I did know something about maps and location already — the first startup I worked at built an early version of Pokemon Go. I’d been tasked with generating the gamified maps, and populating the monsters and rewards. So I knew a bit about maps, coordinates and GPS — and monster training. But indoor navigation was new to me.

“We’ve tried everything out there. Nothing works.”

So I left that meeting and started digging in. Why has this indoor navigation problem not been solved? Over the years, I’ve slowly become an expert in this, so let me explain. It can essentially be broken down into three problems that all intertwine: indoor maps, indoor navigation, indoor location.

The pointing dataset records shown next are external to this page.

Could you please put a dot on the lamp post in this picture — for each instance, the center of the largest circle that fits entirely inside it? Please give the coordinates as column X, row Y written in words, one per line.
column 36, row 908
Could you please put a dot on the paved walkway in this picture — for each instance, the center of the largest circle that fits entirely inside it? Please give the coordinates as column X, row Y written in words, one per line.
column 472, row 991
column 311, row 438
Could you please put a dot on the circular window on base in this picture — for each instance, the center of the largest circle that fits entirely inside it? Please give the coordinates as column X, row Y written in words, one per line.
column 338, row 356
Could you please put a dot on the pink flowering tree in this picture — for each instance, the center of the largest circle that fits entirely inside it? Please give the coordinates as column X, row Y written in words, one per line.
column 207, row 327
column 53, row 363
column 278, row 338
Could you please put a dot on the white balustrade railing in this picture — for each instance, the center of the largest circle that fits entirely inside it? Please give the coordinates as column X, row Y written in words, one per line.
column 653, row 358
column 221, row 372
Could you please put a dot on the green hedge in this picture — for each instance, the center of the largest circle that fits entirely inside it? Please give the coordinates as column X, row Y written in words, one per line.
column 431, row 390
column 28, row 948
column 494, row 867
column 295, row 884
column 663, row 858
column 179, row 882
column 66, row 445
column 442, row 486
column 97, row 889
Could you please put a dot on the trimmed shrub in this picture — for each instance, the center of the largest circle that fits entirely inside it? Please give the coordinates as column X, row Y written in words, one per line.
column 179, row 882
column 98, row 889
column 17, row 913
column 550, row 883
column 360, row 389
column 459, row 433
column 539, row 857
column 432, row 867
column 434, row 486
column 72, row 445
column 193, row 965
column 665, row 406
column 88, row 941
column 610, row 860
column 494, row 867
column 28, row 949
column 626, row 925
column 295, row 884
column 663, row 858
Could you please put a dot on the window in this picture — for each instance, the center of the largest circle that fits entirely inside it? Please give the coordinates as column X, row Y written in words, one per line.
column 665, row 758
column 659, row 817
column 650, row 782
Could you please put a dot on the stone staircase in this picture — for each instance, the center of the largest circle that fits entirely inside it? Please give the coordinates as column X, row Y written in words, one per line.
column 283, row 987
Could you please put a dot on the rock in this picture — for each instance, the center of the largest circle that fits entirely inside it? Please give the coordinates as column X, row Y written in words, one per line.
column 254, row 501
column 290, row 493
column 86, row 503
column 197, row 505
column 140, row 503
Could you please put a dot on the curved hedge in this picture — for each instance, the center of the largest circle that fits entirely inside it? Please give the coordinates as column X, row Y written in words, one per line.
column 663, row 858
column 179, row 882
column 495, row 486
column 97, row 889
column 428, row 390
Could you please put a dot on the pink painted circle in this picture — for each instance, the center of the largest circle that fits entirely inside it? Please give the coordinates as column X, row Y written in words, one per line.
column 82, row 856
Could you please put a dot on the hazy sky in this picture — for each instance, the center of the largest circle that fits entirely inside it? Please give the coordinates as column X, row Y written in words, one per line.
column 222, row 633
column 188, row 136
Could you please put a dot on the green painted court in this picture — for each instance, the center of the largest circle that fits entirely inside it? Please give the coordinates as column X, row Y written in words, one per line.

Indoor maps and navigation are relatively easy problems. With good mapping tools, it’s very possible to build a digital map and keep it up to date. Indoor navigation is a mix of classic Computer Science algorithms - like A* pathfinding, and “Travelling Salesperson”.

Indoor location turned out to be by far the hardest problem to solve — one of those foundational problems with decades of research behind it. The requirements are clear:

  • Needs to be 2x as accurate as a strong GPS signal. An aisle in a store is usually about 2 meters wide, so anything less accurate than 2 meters would be fixing you in the wrong aisle.
  • Needs to be scalable. Retailers have thousands of stores, so it needs to be easy to setup and maintain.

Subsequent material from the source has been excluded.